The Court of Appeal found that the benefit to the appellant from the transaction was not of such a direct and immediate nature to preclude the appellant from being a volunteer within the meaning of the equity identified Garcia, and the judge’s failure to make an express finding on this point did not affect the correctness of the decision.


The appellant contended she was under a special disadvantage in all of the circumstances, including that she was not informed that Camelon Pty Ltd was in default of the terms of a separate previous loan of $444,000 by failing to provide financial documentation within 180 days as required by the terms of the facility. The appellant contended this would have entitled the Bank to terminate the facility and call upon the appellant’s security.

The primary judge found the breach of the facility to be a ‘technical point’, which did not place the appellant in a position of special disadvantage, ultimately the judge denied the equitable relief sought by the appellant pursuant to Amadio4 or under the Australian Securities Investments Commission Act 2001 (Cth).5

The Court of Appeal found that finding was open to the judge on the evidence available, which included:

  • The first meeting for the $773,000 loan occurred before there had been any such breach;
  • At trial the appellant abandoned her pleaded case that the Bank had failed to inform her of material financial information; and
  • There was no suggestion the appellant’s husband did not provide the up-to-date financial information to the Bank to enable a proper assessment of whether it ought to grant the facility of $773,000.

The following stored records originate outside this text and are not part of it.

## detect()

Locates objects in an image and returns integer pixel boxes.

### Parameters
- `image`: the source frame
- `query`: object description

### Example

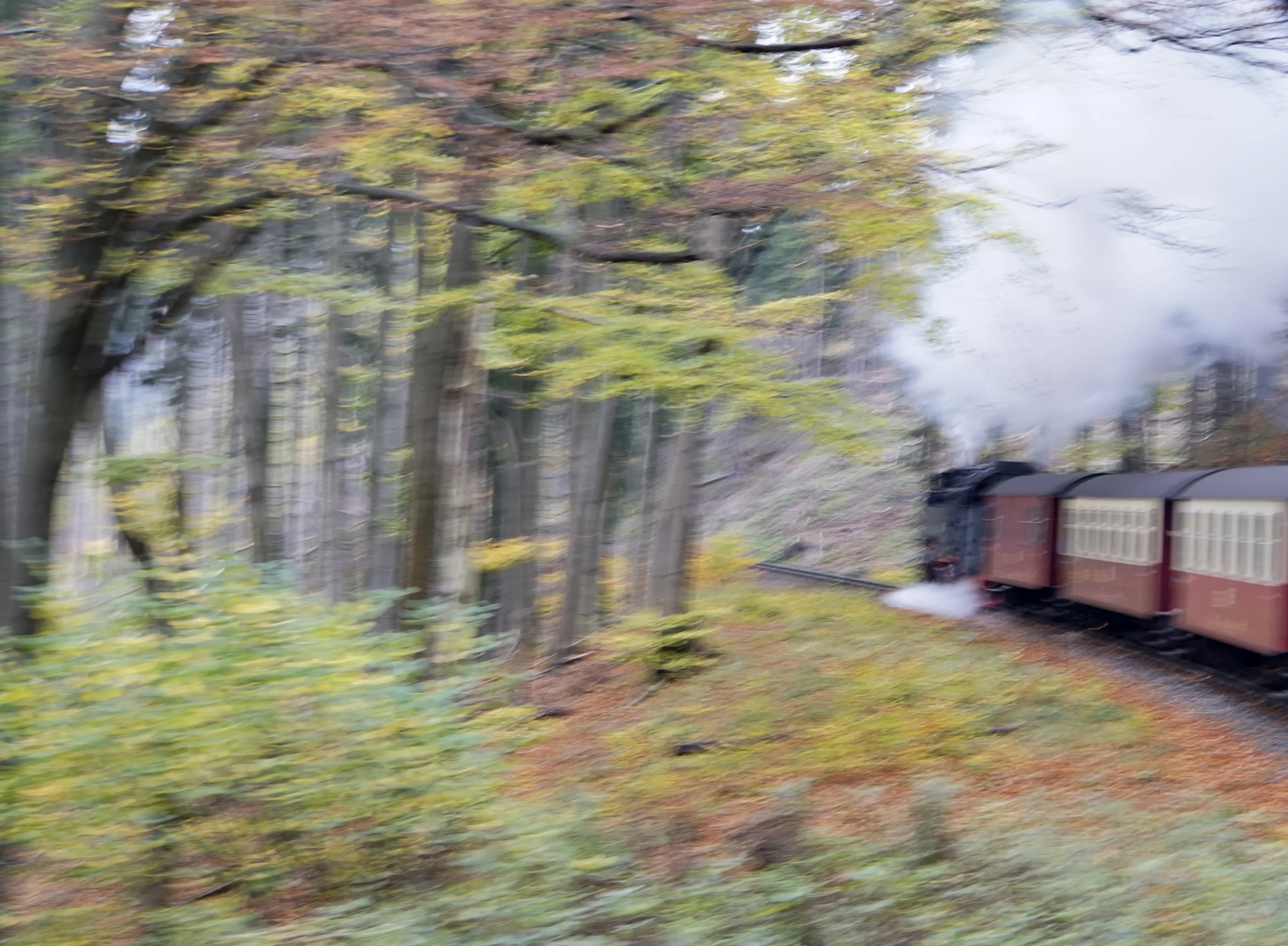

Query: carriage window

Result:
[1200,512,1216,571]
[1171,499,1285,584]
[1270,512,1284,582]
[1143,508,1163,561]
[1250,512,1270,582]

The appeal was dismissed. The Court of Appeal found the Appellant was under no material misunderstanding as to the nature and effect of the transaction. The Bank had provided an adequate explanation of the nature and effect of the transaction, and no special disadvantage existed such as to support the appellant’s allegation of unconscionable conduct.


Unlike the earlier 2015 decision of Alceon Group Pty Ltd v Rose6 (Carter Newell’s analysis of that case can be found here) the appellant was deemed to have an understanding of the nature and effect of the guarantee in circumstances where she knew her properties were ‘on the line’.

The appellant in the present case was a 56 year old woman with a year 12 education, a career as a sales representative for a major corporation and had independently owned multiple properties. Arguably, she may be presumed to have a better understanding of mortgages and banking arrangements than the elderly Ms Rose in Alceon, who was 81 years old at the time she signed the guarantee, was described by the judge in that case as a ‘traditional’ wife and homemaker,7 and had only participated in mortgage agreements under the direction of her husband.

The adequacy of an explanation given to a surety by a bank is subjectively tested, having regard to all of the surrounding circumstances. It is therefore imperative that lenders (and their solicitors) are certain that any third party guarantor (particularly a ‘volunteer’) has received an adequate explanation of the purport and effect of the guarantee in a way whichthey understand. In this case, the appellant’s own understanding was that the properties were ‘on the line’ and could be sold in a ‘worst case scenario’. This was sufficient for the court to conclude that the appellant had an adequate understanding of the effect of the mortgage, and allow the Bank to rely on the guarantee.